Tattoo shops in Toronto say they should be allowed to open
Tattoo shops are saying they should be allowed to open in Toronto's grey zone not just because they've been struggling, but because they feel they have regulations at least as stringent as many businesses that are open.
"Even before COVID, our shop has had a high standard for cleanliness and procedure as guided by BodySafe," Tina Puedmag of Puedmag Inkpire tells blogTO. Her shop, which she owns with her husband Luis, has been closed since November.
"Not only are we required to have yearly inspections, but we have many procedures in place that prepared us in many ways for the pandemic."
BodySafe is a program that ensures businesses defined by the province as "Personal Service Settings" prevent the spread of icky things like fungal or bacterial infections or even hepatitis. PPS services also include hairstyling, tattooing, micropigmentation, electrolysis, manicures, pedicures and piercing.
Puedmag Inkpire runs its operation in a "completely disposable" fashion, meaning that everything used for each client gets tossed after a single use. Their piercing materials are required to go through an autoclave, just like dentists' equipment, and they're required to send samples bi-weekly to be tested to ensure the autoclave is functioning properly.
All their clients also have to complete consent forms, which facilitates contact tracing. Puedmag says staff are well versed in the use of PPE and required to take the Red Cross bloodborne pathogens course, and each artist station was required to have hand sanitizer as regulated by BodySafe even before COVID.
"The only real big change that we needed to make to facilitate the COVID regulations was that everyone needed to wear masks," says Puedmag. "In fact the changes we needed to make were mostly administrative."
Personal service settings have had lower numbers of active outbreaks than other workplaces like bars, restaurants, retail stores, warehouses, construction or shipping and distribution.
Jackson Trinh of Black Widow argues that his shop could open perhaps even more safely than a big box store or restaurant patio since his employees all have their Red Cross certificates as well as their certificate from the World Health Organization's Infection Prevention and Control (IPC) for COVID-19.
"We can't imagine many big box stores willing or capable to do the same," Trinh tells blogTO.
Black Widow was already designed to safeguard against risk of infection, from the layout of the shop to the space between stations to the number of people allowed in the shop at one time to sanitizing every morning and between appointments.
He describes COVID-19 regulations as "minor additions to our standard protocol."
Before the grey zone lockdown, they'd closed their waiting room and asked all clients to arrive alone. They'd also introduced mandatory masks, a station where clients and staff sanitized their hands before entry, and had clients sign online waiver with a COVID-19 checklist that's digitally completed and signed prior to arrival.
This limits unnecessary contact with items such as clipboards and pens but is also good for contact tracing.
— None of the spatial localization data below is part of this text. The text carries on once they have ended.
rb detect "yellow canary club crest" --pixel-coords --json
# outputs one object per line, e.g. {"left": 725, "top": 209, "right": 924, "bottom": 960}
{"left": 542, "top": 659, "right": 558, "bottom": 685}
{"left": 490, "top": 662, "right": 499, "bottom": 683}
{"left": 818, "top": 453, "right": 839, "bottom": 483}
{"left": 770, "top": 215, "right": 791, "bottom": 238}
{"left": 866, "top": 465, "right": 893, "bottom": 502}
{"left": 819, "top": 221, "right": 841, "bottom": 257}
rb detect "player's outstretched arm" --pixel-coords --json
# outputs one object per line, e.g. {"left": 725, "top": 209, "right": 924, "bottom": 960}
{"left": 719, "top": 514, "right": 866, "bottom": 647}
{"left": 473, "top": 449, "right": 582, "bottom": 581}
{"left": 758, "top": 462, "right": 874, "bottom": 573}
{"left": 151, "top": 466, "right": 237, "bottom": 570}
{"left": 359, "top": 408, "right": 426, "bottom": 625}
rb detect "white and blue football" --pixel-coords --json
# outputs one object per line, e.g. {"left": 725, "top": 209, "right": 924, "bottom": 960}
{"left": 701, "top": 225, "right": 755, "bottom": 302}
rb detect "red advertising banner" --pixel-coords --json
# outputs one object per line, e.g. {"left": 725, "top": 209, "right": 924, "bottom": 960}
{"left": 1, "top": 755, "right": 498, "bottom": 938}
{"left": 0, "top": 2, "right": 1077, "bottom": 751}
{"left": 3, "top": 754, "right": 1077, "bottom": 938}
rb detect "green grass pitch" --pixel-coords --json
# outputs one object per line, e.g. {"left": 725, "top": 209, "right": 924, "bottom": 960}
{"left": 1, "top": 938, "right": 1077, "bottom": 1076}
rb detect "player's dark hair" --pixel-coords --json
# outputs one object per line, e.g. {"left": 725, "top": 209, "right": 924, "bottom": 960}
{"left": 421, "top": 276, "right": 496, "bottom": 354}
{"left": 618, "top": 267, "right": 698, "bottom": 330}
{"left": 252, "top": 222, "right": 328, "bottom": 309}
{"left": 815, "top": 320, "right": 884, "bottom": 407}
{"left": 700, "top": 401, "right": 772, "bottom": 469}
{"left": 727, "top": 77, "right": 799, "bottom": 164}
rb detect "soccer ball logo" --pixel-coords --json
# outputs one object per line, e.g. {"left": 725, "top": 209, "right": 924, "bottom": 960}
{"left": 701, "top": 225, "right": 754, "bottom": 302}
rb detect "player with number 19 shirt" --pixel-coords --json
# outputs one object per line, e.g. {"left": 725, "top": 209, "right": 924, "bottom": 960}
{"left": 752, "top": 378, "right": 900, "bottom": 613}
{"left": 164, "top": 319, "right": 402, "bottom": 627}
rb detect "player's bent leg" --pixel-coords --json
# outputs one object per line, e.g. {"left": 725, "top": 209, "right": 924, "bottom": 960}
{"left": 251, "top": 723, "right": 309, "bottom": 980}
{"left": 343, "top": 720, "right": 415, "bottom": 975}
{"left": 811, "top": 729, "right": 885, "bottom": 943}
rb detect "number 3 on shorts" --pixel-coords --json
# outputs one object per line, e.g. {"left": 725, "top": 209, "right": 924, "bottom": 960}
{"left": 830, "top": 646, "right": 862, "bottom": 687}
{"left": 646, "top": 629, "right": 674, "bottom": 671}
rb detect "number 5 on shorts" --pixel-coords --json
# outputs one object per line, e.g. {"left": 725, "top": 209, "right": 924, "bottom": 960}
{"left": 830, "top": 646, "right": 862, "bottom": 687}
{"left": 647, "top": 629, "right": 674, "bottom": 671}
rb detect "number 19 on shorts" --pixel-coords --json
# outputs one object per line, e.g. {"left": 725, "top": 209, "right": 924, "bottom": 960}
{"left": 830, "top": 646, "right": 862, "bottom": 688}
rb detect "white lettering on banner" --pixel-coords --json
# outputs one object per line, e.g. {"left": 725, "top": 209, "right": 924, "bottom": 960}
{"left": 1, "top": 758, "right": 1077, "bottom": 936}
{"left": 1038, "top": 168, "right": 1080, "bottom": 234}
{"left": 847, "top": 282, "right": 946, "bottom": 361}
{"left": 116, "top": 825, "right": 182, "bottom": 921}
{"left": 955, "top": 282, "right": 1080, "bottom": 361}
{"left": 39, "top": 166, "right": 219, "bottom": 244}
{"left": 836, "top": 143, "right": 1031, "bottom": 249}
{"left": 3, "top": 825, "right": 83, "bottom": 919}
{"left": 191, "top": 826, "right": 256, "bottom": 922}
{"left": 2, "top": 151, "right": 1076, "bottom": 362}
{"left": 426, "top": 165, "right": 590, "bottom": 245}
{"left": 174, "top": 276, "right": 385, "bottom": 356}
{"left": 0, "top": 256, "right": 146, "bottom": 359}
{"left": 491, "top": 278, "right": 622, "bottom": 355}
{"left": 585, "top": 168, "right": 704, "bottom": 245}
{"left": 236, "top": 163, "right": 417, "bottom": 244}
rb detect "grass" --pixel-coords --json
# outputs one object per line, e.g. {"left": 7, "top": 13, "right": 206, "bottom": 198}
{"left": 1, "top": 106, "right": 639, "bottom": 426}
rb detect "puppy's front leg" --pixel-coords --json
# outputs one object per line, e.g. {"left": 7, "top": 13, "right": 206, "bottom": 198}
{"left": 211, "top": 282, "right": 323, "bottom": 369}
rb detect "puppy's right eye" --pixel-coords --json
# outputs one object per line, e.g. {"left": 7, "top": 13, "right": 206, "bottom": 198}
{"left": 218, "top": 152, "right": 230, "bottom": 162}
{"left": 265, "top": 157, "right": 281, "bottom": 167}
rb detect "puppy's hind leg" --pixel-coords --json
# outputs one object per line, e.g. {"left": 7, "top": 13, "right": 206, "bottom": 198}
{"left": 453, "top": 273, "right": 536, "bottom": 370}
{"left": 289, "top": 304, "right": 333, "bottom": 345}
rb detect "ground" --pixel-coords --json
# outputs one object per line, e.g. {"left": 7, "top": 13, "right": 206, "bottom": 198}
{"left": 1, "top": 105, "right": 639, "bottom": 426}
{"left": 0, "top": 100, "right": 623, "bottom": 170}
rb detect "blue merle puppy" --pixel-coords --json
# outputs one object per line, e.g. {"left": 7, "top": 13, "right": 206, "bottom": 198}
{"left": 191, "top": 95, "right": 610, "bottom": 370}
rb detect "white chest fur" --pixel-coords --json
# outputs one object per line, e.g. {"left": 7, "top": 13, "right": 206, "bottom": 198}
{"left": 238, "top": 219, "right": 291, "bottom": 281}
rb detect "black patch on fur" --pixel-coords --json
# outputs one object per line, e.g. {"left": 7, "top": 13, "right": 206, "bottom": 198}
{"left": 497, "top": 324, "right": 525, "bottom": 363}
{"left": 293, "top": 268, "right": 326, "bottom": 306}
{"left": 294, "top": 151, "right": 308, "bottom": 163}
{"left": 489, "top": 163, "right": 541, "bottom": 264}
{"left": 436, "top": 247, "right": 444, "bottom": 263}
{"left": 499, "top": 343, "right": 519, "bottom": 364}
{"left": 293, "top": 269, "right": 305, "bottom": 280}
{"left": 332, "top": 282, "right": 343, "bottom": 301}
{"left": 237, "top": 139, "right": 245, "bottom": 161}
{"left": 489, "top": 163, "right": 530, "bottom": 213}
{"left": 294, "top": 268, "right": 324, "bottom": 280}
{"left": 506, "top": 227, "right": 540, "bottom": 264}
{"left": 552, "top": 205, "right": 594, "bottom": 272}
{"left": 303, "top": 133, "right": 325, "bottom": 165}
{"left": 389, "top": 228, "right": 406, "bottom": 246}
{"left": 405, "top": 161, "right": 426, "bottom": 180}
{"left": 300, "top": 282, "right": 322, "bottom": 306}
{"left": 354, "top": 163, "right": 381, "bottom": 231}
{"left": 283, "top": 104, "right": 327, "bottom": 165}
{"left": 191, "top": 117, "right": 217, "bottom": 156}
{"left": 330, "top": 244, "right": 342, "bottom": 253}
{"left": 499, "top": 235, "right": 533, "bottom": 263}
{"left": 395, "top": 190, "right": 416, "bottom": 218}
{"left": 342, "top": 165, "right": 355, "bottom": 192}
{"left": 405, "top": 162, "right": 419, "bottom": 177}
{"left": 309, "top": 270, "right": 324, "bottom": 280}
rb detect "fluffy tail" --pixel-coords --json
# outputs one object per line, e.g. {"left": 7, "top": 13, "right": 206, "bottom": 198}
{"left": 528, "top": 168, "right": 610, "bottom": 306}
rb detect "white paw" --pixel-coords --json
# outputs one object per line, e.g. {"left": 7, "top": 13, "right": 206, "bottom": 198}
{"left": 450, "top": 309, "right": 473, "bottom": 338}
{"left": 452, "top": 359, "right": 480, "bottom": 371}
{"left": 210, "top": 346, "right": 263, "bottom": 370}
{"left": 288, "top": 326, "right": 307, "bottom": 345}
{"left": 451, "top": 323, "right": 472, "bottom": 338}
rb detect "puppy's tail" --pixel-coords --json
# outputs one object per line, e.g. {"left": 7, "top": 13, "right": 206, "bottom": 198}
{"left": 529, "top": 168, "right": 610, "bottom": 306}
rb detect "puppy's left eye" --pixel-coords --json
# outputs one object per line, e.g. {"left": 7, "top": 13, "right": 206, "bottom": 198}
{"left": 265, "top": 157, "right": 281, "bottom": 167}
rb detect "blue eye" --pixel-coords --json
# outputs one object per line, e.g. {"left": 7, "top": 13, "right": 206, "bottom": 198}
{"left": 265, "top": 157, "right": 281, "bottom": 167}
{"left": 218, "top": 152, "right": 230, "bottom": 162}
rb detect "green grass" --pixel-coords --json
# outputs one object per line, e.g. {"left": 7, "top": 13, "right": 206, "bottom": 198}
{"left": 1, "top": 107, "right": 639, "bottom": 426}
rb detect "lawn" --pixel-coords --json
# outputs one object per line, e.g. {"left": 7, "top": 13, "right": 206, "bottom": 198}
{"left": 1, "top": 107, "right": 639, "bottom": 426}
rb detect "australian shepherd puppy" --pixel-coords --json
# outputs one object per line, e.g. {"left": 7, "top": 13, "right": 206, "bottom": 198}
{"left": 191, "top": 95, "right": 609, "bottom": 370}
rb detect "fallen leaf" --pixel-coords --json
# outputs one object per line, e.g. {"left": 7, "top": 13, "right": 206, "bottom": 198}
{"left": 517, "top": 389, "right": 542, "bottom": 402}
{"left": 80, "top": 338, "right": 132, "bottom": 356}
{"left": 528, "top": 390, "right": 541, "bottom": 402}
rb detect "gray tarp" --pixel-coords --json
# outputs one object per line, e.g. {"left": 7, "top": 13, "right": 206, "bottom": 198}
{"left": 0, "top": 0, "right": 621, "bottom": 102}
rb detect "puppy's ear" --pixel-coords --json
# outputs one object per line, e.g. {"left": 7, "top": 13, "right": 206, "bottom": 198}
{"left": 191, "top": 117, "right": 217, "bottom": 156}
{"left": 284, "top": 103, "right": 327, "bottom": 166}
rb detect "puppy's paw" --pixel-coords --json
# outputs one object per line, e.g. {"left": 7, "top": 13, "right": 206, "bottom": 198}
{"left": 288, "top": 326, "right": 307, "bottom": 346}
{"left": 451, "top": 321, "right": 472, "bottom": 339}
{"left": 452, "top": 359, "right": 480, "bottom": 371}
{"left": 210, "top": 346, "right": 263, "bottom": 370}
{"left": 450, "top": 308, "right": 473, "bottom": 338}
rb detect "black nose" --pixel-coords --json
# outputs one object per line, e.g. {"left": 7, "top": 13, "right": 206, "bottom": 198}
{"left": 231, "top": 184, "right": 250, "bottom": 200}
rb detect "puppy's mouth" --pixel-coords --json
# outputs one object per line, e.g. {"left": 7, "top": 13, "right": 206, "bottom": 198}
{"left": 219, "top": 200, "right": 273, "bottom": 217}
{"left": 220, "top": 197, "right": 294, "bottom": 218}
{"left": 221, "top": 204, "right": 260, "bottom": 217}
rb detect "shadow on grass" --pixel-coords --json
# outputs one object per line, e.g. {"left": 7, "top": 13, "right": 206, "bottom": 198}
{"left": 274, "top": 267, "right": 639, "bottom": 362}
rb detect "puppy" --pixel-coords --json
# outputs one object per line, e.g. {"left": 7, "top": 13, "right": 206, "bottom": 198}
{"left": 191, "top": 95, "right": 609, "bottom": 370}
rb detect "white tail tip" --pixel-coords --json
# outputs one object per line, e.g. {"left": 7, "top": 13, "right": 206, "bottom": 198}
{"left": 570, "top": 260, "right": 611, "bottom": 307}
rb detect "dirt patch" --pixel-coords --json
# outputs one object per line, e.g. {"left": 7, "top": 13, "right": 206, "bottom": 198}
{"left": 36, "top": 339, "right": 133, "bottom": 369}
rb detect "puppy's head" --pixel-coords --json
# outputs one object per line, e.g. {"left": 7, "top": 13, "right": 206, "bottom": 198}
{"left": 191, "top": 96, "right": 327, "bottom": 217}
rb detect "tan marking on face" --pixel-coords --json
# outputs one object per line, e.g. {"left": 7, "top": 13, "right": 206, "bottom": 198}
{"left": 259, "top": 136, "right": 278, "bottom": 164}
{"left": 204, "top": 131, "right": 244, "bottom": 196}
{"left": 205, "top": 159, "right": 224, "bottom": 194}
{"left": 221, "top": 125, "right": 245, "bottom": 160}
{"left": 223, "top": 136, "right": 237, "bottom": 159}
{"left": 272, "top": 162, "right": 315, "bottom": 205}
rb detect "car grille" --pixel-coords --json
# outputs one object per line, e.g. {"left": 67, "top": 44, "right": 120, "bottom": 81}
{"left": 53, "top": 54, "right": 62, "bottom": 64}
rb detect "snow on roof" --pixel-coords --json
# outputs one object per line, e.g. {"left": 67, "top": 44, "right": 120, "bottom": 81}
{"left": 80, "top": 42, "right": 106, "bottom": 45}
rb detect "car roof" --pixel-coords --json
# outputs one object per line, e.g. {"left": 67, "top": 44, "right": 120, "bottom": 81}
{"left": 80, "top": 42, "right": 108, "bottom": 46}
They had also discontinued walk-ins and tattoos above the collarbone, and would again if allowed to re-open.
So sadly, you won't be getting that sweet Lil Peep-style tattoo in Toronto anytime soon, but it's a small sacrifice compared to what shops like Black Widow have been going through.
"Like many shops, we're forced to feel trapped in limbo while expenses pile on," says Trinh. "Unlike other businesses, we are unable to offer services curbside or online."
They still have to pay their bills despite being closed, including rent and business license renewal fees.
"It is very frustrating, even more so over the last week where tweaks were made for the grey zone for patios to be open, filled with people," Puedmag says, "and yet tattoo studios, one-on-one services with trained professionals, are still not allowed."
Tattoo shops rely on deposits and appointments, and the biggest struggle they face right now is uncertainty.
"Thankfully, we have such a patient and understanding client base," says Trinh, "but for some shops unable to proactively schedule appointments, this results in people traveling outside of the city or more dangerously, seeking less reputable and trained artists working from homes and basements."
Both Puedmag and Trinh say the assistance they receive from the government isn't enough.
"Years of blood, sweat and tears have gone into our businesses, and trust me when I say we want to work, we don't want to depend on the government," says Puedmag.
"It is heartbreaking to see our shop stagnant, in limbo, we just want to work," she says. "We can do so safely like we always have, and we want to continue to grow our business, and provide for our family."